Pol Tax

Mayors across the country increasingly see smokers as God’s gift to spendthrift governments. They steal from them accordingly. This is especially true of New York’s Michael Bloomberg, whose ambitions along these lines match his outsized city. Let other places diddle around with ten-cent tobacco taxes, as does Hueytown, Alabama, or even a buck (Washington, DC); New York is bigger than that. Mike wants to boost its already-staggering tax on cigarettes by a whopping 50 cents. This will push the price of a pack past $8, with Leviathan grabbing $3.50 of that. New Yorkers will then suffer the dubious distinction of paying the highest tobacco tax nationwide: even Chicago steals only $3.05 per pack.

Mike shrugged off suggestions that he’s picking smokers’ pockets a tad aggressively. “It’s not a revenue source,” he announced, and he’s right about that. It’s a revenue geyser. “We’re trying to save the lives of our children.”

I won’t pretend to understand how bankrupting their parents saves children’s lives, but perhaps Mike’s onto something here. Can taxing smokers and other dangerous folks really save lives? If so, let’s tax politicians.

Smokers and politicians have more in common than you might think. Both blow smoke. Both stink the place up. Both stand around in the cold and solicit strangers, one for a light, the other for votes. Both are addicted, though smokers kick their filthy habit a heck of a lot more easily and often than politicians do.
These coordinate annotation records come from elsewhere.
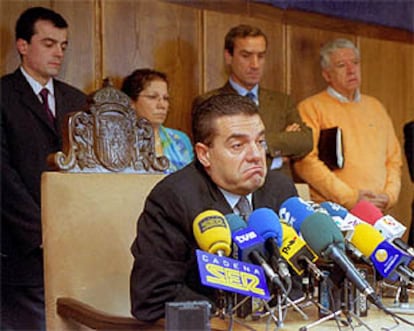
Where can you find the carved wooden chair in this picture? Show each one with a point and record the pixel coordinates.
(90, 206)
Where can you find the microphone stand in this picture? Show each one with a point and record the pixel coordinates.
(345, 305)
(401, 304)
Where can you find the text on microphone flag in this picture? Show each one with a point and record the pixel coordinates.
(231, 275)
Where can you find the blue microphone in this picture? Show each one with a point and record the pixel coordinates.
(294, 211)
(249, 247)
(267, 224)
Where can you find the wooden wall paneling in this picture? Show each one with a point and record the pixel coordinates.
(216, 26)
(388, 74)
(305, 77)
(78, 65)
(159, 35)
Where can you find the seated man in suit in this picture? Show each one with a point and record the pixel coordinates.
(230, 148)
(288, 138)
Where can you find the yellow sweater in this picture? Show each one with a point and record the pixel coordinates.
(372, 152)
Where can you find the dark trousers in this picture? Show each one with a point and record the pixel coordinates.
(22, 308)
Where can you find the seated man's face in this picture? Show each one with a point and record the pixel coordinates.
(236, 158)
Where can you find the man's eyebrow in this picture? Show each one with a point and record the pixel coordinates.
(55, 41)
(243, 135)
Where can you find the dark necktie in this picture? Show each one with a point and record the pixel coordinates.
(250, 95)
(244, 207)
(43, 94)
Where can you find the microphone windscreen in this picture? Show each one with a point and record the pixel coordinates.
(334, 209)
(367, 211)
(366, 238)
(267, 224)
(294, 211)
(320, 231)
(212, 232)
(236, 223)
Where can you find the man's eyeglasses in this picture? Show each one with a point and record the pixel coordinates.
(156, 97)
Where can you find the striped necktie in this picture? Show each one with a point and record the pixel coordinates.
(244, 207)
(43, 94)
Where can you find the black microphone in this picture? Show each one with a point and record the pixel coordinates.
(326, 240)
(267, 224)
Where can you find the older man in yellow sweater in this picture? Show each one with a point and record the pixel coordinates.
(372, 154)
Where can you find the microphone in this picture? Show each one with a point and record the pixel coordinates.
(326, 240)
(267, 224)
(390, 261)
(250, 248)
(389, 227)
(294, 211)
(342, 217)
(297, 253)
(357, 254)
(366, 211)
(212, 233)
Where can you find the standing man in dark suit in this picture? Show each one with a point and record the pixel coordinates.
(30, 131)
(230, 145)
(288, 138)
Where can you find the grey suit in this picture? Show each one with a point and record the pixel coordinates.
(165, 267)
(27, 138)
(277, 111)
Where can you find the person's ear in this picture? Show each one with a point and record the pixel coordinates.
(22, 46)
(227, 57)
(326, 75)
(203, 154)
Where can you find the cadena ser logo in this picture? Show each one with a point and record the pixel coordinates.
(210, 222)
(232, 275)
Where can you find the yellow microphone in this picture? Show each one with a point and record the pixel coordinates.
(296, 252)
(366, 238)
(212, 232)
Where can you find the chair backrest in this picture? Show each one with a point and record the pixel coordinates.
(89, 223)
(107, 136)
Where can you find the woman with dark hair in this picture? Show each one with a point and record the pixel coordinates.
(148, 90)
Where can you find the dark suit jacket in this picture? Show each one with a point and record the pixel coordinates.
(409, 147)
(277, 111)
(27, 138)
(165, 267)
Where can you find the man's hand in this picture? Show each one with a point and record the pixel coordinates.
(381, 201)
(294, 127)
Think how many lives would be saved had we taxed politicians all along. No more Americans dying of boredom during endless political campaigns and debates. Outraged citizens would never again suffer heart attacks over the latest Congressional scandal. And without politicians’ pork larding the budget, government spending should shrink so we’re less likely to keel over from shock after figuring our taxes every April.

But the number of lives saved here is modest compared to those spared by our tax’s effect on war. I predict this scourge will disappear once politicians are too busy coughing up their tax bills to shove troops at the world’s hot spots. With the biggest killer of all time eliminated, life expectancy should zoom.

There are other, less obvious ways that taxing politicians back into the holes they popped out of will save lives. For starters, it should scare the daylights out of their appointees at bureaucracies large and small. Those at the Food and Drug Administration (FDA) may well be so terrified we’ll tax them, too, that they’ll release the cures for cancer they’re delaying — or at least the remedies for obesity and crow’s feet. Perhaps the Bureau of Alcohol, Tobacco, and Firearms (BATF) will become too nervous to demonize and regulate alcohol. Red wine could finally prevent as much heart disease here as it does in France.

With any luck, we’ll observe the same chastening effect at the other alphabet agencies, including those that may not directly take lives but try their hardest to ruin them. Name your poison — the IRS, FEMA, the TSA, the DEA — and imagine the furor as their employees dive for cover.

Given stakes this high, we want our tax to succeed, so let’s take some pointers from Mike the Knife. First, the rate should be exorbitant enough that folks think we’re joking. But of course we’re not: lives hang in the balance. So don’t be shy. Pull a number out of the air and double it. Now triple it. We want politicians to gasp as loudly as smokers have.

Secondly, notice that Mike foists his preposterous tax on an unpopular minority. The minority we’re targeting is even more loathed than smokers. Also in our favor is that politicians tend to be millionaires, while smokers cluster at the lower end of the economy. If Mike can justify picking on the poor for their own good, how much more can we justify taxing politicians for ours?

The IRS’s sliding scale has snagged trillions of our taxes over the years; I bet it’ll work for us, too. We’ll tax city councillors at 100% of their paychecks; mayors at 200%; State Assemblymen, 300%; US Congressmen and Senators, 400 and 450%, respectively, and Presidents at 1000% — 2000% if they ask, "What Constitution?"

What will we do with all this loot? The sky’s the limit, but we might consider funding preliminary R&D on a PAC patch or governing gum. If those wean politicians from their cravings as well as nicotine patches and gums wean smokers from theirs, we’ll research a vacillation vaccine next.

Some might call my tax a pipe dream. But with a bit of tinkering, it should work. So sit back, relax, and get ready to enjoy a politician-free paradise!